Disaster tolerance with Apache Cassandra
Highly Available
The size and scope of today's Internet companies require more than your average SQL. Apache Cassandra is one of the NoSQL systems filling the need for high availability at scale.
Apache Cassandra is an open source NoSQL distributed database that stores and manages large volumes of data on standard servers. Cloud providers use Cassandra for configurations with many data centers spread across global networks.
The story of Apache Cassandra began in 2007 when Facebook engineers Prashant Malik and Avinash Lakshman developed a very early version for Facebook's inbox search. The challenge was to store the data for huge datasets residing on hundreds of servers. A year later, Facebook released Cassandra on Google Code, making it an open source project. In 2009, it joined the Apache incubator, paving the way to it becoming a top-level Apache Foundation project. Since then, many well-known companies have implemented Cassandra or a commercial version (DataStax Enterprise), including Apple, Netflix, Twitter, Sony, eBay, Walmart, and FedEx. Cassandra and other NoSQL alternatives are part of a new generation of data tools designed to fulfill the massive storage needs of the Internet era. A conventional relational database, such as an SQL database, is difficult to cluster, subdivide, or scale horizontally. Companies can either keep their data at a single location and let their customers contend with long wait times to access it remotely, or they can operate two instances of the database.
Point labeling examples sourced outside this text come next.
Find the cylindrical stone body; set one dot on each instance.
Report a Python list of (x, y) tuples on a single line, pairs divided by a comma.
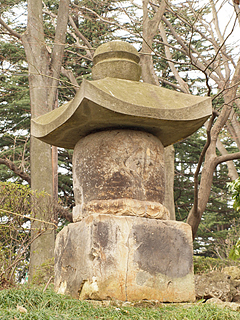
[(118, 164)]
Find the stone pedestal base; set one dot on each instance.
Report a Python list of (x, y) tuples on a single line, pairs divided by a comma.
[(125, 258)]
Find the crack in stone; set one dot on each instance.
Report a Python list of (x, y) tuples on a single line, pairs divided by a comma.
[(128, 254)]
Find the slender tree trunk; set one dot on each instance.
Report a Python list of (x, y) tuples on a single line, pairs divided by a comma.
[(44, 69), (169, 155)]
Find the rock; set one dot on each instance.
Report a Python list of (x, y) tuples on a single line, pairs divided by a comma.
[(125, 258), (233, 272), (231, 305), (214, 285)]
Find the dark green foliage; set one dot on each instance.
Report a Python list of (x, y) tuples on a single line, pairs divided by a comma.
[(16, 201)]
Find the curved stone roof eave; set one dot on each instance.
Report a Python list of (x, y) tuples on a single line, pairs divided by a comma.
[(111, 103)]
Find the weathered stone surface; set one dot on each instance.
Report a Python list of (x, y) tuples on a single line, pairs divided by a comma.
[(122, 207), (116, 59), (125, 258), (231, 305), (118, 164), (117, 103), (233, 272), (214, 285)]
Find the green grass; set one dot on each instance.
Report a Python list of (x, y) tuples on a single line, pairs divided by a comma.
[(49, 306)]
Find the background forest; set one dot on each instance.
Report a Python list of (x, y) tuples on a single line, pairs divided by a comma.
[(188, 46)]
Neither of these scenarios is viable for a modern international company that needs both global data availability and the ability to grow without incurring additional costs. NoSQL systems are built to be extremely scalable. To increase performance, you can simply add additional nodes to the cluster on the fly. To double the performance of the database, you just need to add the same number of nodes as the cluster already has. Apache Cassandra is based on Java and has symmetrical nodes organized in clusters, rather than the master and named nodes used with SQL implementations. Cassandra is useful for real-time data storage for online applications with multiple transactions. You can also use Cassandra as a read-intensive database for business intelligence systems. If you're accustomed to SQL, you'll find that the Cassandra Query Language (CQL) is strongly reminiscent of SQL in terms of syntax and keywords. Cassandra is designed for a distributed environment. To fully implement Cassandra's disaster tolerance capabilities on a massive scale, companies need to distribute the data across different regions or even different cloud providers. If one instance fails, some latency may occur, but the data remains available.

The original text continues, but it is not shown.